Thrashed the original thread, sorry about that. Moved your question back with some minor edits. This post should bump it back on top.


----------



## Beastie7 (Mar 31, 2022)

macOS


----------



## Hund (Apr 1, 2022)

What about GhostBSD?


----------



## Relricey (Apr 2, 2022)

"GhostBSD"
^

The Ubuntu of the BSD world?


----------



## Alexander88207 (Apr 2, 2022)

GhostBSD seems fine, but if you really want to learn how things work, I would recommend FreeBSD.



Relricey said:


> The Ubuntu of the BSD world?



Yep


----------



## Relricey (Apr 2, 2022)

Alexander88207 said:


> GhostBSD seems fine, but if you really want to learn how things work, I would recommend FreeBSD.
> 
> 
> 
> Yep


A good way to start. Ubuntu got me into the GNU/Linux world.


----------



## grahamperrin@ (Apr 3, 2022)

F0llowschrist welcome to FreeBSD Forums.

What model is the MacBook? <https://everymac.com/systems/apple/macbook/index-macbook.html> can help to identify it.

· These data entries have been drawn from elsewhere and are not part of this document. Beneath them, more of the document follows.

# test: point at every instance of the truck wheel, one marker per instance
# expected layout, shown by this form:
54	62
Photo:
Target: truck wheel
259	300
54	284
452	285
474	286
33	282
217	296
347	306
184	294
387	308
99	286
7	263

Guides | FreeBSD Foundation ▶ Introduction to FreeBSD Desktop Distributions: ▶ Guide to FreeBSD Desktop Distributions

Of the distros that are listed, GhostBSD is often considered to be the most user-friendly.


I use KDE Plasma. If you install FreeBSD alone, then the desktop environment is easily added: <https://community.kde.org/FreeBSD/Setup#Quick_start>

Late last year: Plasma - 25th Anniversary Edition - KDE Community – discussion


----------